His life's ambit certainly reaches beyond football. His mother, Shibani, was born and brought up in Kolkata and though his own childhood in the North Wales market town of Ruthin offered little chance to explore that heritage, Taylor is making up for lost time. He is palpably proud to be of half-Indian parentage and returned to the deeply impoverished West Bengal city earlier this year to begin investigating why the country produces almost no footballers. "I want to know whether it is that they are not encouraged by their parents," he says. "Do they prefer a different sport? From what I remember from India, and what a lot of people say about the Indian people, it could be that a lot of the young people are encouraged to be doctors, surgeons and get pushed down the education route. I just wanted to know, is there more talent out there?
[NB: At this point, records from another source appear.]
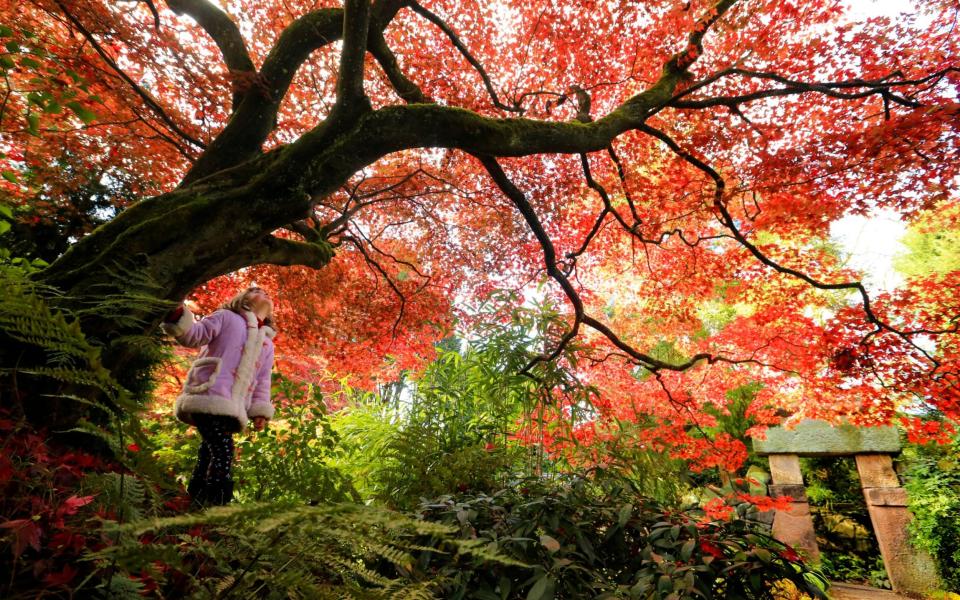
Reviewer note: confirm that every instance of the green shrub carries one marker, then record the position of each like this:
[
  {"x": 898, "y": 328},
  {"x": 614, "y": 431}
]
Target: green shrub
[
  {"x": 596, "y": 538},
  {"x": 932, "y": 477}
]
"There are more Korean and Japanese players through the British leagues now but there are over a billion people in India, you know, and there's an incredible density to the place. What I remembered of the country was that it is just cricket-mad. But when I went out this time I saw the change. It was monsoon time and you couldn't even take your feet out of the grass. Sopping! But all the young people were playing football.

"They knew Swansea and the way we played. India is perhaps the only part of the footballing world that is not tapped into. This was about finding out. For years, people didn't know what origin I was. I've thought about it all. That's all it really is."

Taylor has been an enthusiastic advocate for football's version of the Indian Premier League, which launched this week. And there has certainly been a response to him embracing his heritage – in the same way that Blackpool's Michael Chopra began investigating his own Kolkata family. Taylor is becoming something of a figurehead for Asian football here and was named Player of the Year in last month's Asian Football Awards.

Taylor's wife, Genna, is the driving force behind their charity work, seeking to put something back into the caring profession she has left behind as the couple raise a two-year-old, with another on the way in February. But he intends to be back in Kolkata for a longer period next summer, continuing the work. The Kolkata derby between East Bengal and Mohun Bagan attracts 80,000, he points out. And yet it is unlikely to carry the resonance of Sunday's.

"They were ahead of us for a long time and then we stepped just ahead," Taylor says of that deeply significant 2010/11 season which cut Cardiff to the quick. But it is one of those friends he can't publicly socialise with – Wales team-mate Craig Bellamy – who has captured the full agony of defeat. "We were supposed to be the first Welsh side in the Premier League, not Swansea," Bellamy has since reflected. "It was a bitter blow." That's how much it matters.

My other life: Cricket

I've always been a massive cricket fan and perhaps my visits to Kolkata, visiting Eden Gardens, have nurtured that. I've always followed the Indian players, as well as the English and Welsh ones. Sachin Tendulkar is a huge character and sportsman to me. I got my interest in cricket from my dad, John, who was on Kent's books as a youngster. I played for my local village side in north Wales – Rhewl – and dad and I coached the Under-13s there together before I made the decision that it was football for me.